2. Plywood: Durable, Cheap, Splintery

Plywood is a stronger and more dependable choice than OSB. The bad part is that plywood loves to splinter.  Recommended for areas of heavy use (storage of lawn mowers, shovels, sledges, etc.).  Yes, you can use it for a workshop, but be sure never to walk in bare feet!

1. Rustic Grade Unfinished Wood: Cheap, Durable, Attractive, But More Difficult To Install

Lower grades of hardwood flooring may be best suited for your shop. They straddle the line between cheap/rough and nice/acceptable. In the end, it's all a matter of personal preferences and needs.

Rustic hardwood isn't the cheapest of the bunch. But its surface is perfect for a shop.

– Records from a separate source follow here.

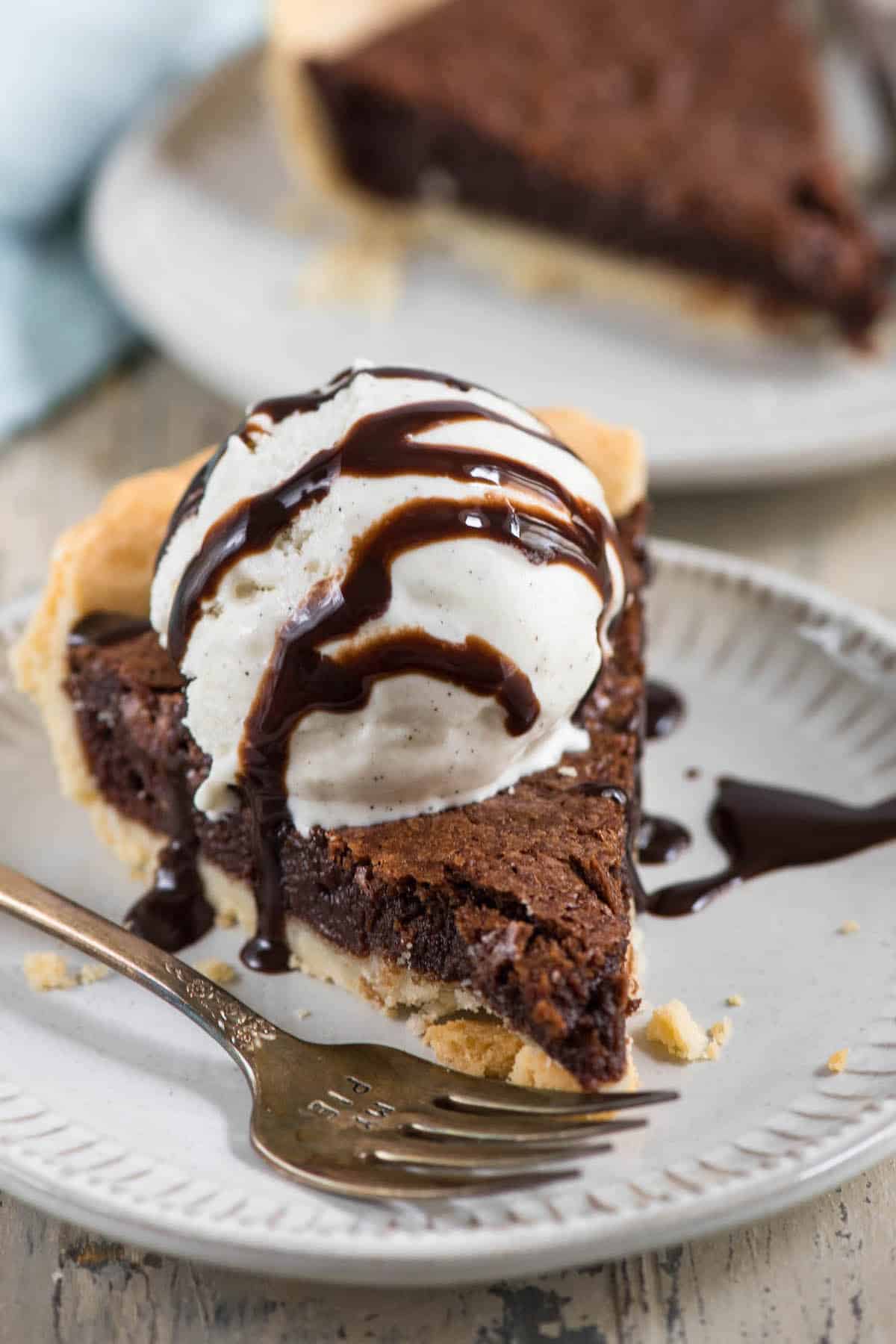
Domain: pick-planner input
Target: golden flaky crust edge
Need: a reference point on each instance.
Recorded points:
(521, 257)
(107, 564)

It can be sanded and sealed, and it's smooth enough that lost nuts and washers can easily be found. With its low number of openings and knot-holes, it sweeps off well.

This flooring goes by several different names; in any case, it is a lower grade of hardwood than rustic-grade. 

The catch is that you need to floor-staple it down, and for that, you will need to rent a stapler.


  • Rock-bottom cheap (but remember to factor in unusable boards and floor stapler rental costs).
  • Unfinished--keep it raw or finish it the way you like it.
  • Refinish it numerous times.


These defects are part and parcel of any utility grade wood flooring:

  • Closed knots, but in great numbers.
  • Open knots.
  • Broken-off tongues.
  • Minor splits.
  • Boards that are excessively short.
  • Burn marks from the saw.
  • A high rate of unusable boards--up to 20%.

Also, the utility grade wood floor may need to be special-ordered.


Lumber Liquidators supplies rustic and utility grade oak flooring that runs between $1-$2 per square foot (July 2011). It does come with the defects listed above, plus blue marks that buyers find difficult to remove. Still, the product is relative to its price and application, so it gets good marks from buyers.

Hurst Hardwoods supplies unfinished red oak in short boards for around the same price as Lumber Liquidators. Check out the "Contractors Specials" on their site.

Moving away from oak, another utility grade flooring is Lumber Liquidators' Clover Lea Pine. Pine, while softer than oak, allows for the manual face-nailing that you would not be able to do with oak. The chief value of this pine is that the boards come in eight-foot lengths; thus, less piecing together of small boards.